Nesta segunda (13), o Diretório Nacional do PT aprovou uma resolução que orienta as bancadas da Câmara e do Senado a convocarem Campos Neto para explicar a taxa de juros.
“Na medida em que a política do Banco Central mantenha sinais contraditórios com o projeto de desenvolvimento que venceu as eleições, que necessita da queda dos juros, nossos parlamentares vão ainda mais buscar informações, explicações, cobrar e fiscalizar, inclusive com possível convite ou convocação“, disse a deputada federal Maria do Rosário (RS).
Protesto no Banco Central
Entidades sindicais, movimentos populares e partidos políticos realizam hoje, em frente à sede do Banco Central, no Rio de Janeiro, uma manifestação contra a taxa básica de juros (Selic) de 13,75% e a gestão de Campos Neto ‒ bolsonarista declarado. O protesto será a partir das 11h na avenida Presidente Vargas, 730.
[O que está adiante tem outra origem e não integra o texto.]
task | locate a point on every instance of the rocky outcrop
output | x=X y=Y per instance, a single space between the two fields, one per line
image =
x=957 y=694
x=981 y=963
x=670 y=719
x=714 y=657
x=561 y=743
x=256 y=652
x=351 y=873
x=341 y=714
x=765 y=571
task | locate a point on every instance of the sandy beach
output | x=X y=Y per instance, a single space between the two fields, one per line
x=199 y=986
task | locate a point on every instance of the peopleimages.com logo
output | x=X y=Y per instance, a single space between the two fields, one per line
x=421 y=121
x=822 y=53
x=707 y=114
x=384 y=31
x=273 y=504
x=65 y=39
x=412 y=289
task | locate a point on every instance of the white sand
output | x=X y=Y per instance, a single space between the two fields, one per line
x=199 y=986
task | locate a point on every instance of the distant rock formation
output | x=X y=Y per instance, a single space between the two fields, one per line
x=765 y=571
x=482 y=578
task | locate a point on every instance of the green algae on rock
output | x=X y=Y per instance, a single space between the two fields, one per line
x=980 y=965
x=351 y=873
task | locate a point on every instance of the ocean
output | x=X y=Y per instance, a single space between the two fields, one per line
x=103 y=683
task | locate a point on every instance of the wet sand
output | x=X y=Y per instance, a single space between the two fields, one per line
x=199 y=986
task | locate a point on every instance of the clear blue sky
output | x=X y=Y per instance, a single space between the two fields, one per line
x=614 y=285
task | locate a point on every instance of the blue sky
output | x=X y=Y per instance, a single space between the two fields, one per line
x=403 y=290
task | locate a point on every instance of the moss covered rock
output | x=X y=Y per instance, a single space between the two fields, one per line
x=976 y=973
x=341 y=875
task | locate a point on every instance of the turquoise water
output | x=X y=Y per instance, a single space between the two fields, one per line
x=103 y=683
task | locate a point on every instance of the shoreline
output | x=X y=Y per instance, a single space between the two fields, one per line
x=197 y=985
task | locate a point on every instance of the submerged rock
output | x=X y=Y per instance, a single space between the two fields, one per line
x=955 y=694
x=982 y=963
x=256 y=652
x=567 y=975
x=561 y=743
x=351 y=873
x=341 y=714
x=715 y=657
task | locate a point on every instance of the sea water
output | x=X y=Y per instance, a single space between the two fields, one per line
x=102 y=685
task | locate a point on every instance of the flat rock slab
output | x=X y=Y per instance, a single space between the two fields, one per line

O ato tem apoio de partidos políticos e representações populares, como CUT, CTB, CSP, CSB, Frente Brasil Popular, Frente Povo sem Medo, Força Sindical, UGT, Levante, MST, PT, PCdoB, Psol, Sindicato dos Bancários do Rio, Federa-RJ (Federação das Trabalhadoras e dos Trabalhadores no Ramo Financeiro do Estado do Rio de Janeiro), Contraf-CUT (Confederação Nacional dos Trabalhadores do Ramo Financeiro) e Comitê dos Comitês Populares de Luta do Rio.